The minutes had slipped away as they talked and suddenly the grandfather clock in a corner struck twelve. They waited in silence, and he reached for her hands and held them in both his own. At the twelfth stroke, he stooped and kissed her lips.
“It’s a new year,” he said. “A new year, and in it anything can happen.”
…But in the night she woke, and remembered everything that Jared had said about his uncle. In all her life only Edwin had been articulate about love and being a philosopher he had made even love a philosophy. Thinking of him, she could imagine him declaring in his gently dogmatic fashion that love had manifold forms, and none of these was to be summarily rejected. Thus remembering him, she found herself contrasting the two older men, Edwin so free in his own fashion within the limitless boundaries of his organized freedom and Edmond so controlled within his self-imposed restriction. Each in his own way proclaimed the
supreme meaning of love, the one by acceptance and delight, the other by refusal and abstinence. The difference defined the nature of the two men, the one accepting and joyous in spite of age and infirmity, the other diffident, hiding himself in a mist of words, signifying—what? And Jared, how was it with him? Would love enlarge or confine him? For that matter, what would love do to her? Neither question could be answered as yet. She did not know the limits of love. She had only acknowledged love. She had declared, by such acknowledgment at least, its presence within her. The question now was what she would do with it—or more accurately, what it would do with her.
She lay in the silence of the night and the darkness until, oppressed, she put on the light by her bed and saw snowflakes piling on the sill of an open window and blowing softly upon the blue carpet of the floor.

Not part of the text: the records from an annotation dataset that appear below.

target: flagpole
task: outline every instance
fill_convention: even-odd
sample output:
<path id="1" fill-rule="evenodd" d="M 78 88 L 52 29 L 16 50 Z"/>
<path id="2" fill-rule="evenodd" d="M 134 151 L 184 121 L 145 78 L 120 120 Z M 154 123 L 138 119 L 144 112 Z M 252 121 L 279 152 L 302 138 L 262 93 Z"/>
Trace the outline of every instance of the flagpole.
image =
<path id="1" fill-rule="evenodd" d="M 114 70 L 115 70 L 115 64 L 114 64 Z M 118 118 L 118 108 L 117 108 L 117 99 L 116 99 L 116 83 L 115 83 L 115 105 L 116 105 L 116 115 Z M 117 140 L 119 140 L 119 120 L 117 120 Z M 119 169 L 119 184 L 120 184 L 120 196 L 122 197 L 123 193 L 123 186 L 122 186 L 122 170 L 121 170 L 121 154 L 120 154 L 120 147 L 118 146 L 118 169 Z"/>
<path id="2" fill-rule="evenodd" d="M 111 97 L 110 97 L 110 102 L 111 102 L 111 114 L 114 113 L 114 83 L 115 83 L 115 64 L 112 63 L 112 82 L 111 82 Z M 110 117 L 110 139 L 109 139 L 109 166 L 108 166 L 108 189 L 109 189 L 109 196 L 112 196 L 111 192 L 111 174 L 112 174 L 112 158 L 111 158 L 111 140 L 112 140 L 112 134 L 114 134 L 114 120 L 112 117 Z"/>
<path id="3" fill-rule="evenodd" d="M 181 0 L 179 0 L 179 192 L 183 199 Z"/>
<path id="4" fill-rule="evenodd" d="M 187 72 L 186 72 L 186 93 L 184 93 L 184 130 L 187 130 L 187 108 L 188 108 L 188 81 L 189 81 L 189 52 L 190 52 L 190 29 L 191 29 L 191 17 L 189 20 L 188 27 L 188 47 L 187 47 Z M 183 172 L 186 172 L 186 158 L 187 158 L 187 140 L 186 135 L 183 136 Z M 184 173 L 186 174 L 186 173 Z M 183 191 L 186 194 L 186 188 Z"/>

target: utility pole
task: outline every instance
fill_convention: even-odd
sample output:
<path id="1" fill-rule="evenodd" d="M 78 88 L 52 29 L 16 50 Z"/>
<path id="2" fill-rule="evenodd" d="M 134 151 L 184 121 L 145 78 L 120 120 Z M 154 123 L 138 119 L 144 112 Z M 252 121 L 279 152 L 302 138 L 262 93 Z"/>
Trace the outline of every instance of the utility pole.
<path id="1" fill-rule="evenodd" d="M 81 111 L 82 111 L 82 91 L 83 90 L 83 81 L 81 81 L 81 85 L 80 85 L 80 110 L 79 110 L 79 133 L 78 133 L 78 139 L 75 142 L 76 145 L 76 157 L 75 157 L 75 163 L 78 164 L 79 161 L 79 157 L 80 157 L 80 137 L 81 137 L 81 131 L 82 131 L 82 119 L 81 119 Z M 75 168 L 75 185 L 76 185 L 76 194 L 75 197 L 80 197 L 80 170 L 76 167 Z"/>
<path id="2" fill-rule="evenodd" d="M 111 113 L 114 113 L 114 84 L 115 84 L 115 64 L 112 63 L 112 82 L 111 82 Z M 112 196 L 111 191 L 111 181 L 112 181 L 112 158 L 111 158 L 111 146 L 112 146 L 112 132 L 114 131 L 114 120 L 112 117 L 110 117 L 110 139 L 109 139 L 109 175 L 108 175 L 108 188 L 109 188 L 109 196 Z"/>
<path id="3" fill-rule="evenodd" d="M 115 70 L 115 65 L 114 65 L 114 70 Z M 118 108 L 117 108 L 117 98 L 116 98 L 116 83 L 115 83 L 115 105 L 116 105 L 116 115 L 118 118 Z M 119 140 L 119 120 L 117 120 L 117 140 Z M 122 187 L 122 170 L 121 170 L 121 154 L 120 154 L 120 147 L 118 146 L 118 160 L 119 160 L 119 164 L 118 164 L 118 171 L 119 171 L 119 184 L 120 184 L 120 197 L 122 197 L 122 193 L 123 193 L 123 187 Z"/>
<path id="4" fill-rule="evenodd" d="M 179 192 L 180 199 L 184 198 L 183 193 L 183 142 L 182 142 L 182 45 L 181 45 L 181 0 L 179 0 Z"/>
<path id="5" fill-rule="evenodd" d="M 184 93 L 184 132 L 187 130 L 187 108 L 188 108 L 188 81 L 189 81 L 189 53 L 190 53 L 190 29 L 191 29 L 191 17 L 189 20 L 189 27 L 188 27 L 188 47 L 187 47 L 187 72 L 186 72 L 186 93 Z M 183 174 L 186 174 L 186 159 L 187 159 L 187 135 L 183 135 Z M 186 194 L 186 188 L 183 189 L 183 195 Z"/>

Getting up, she closed the window and brushed the snow into the brass fire shovel and thence upon the dead gray logs where the fire had died. She was about to get into bed, shivering with cold, when she heard footsteps pacing down the hall. She listened, wondering, and then put on her blue velvet dressing gown and opened her door. Edmond Hartley was at the head of the stairs about to descend, fully dressed, when he saw her.
“I am sleepless,” he said, “and I was about to go in search of a book I saw in the library today.”
“Shall I come to your help?” she asked.
“My dear lady, you are very kind.”
“In a minute,” she said, and returned to her mirror to brush her hair and pin it back, and touch her face with powder, her lips with color. Vanity, she told herself, but vain she was, even when she was alone. And leaving the room, she found him waiting at the head of the stair without the slightest sign of noticing that the blue of her robe matched the blue of her eyes, or that she was, in fact, quite beautiful. With an air of almost tolerant patience be allowed her to precede him down the stairs and into the library, where expertly he coaxed the dying coals in the fireplace into flames again, while she lit one lamp after another until the whole room glowed, the books on their shelves, the great bowl of flowers on the long mahogany table, the ruby red in the pattern of the Oriental rugs, the polished floor.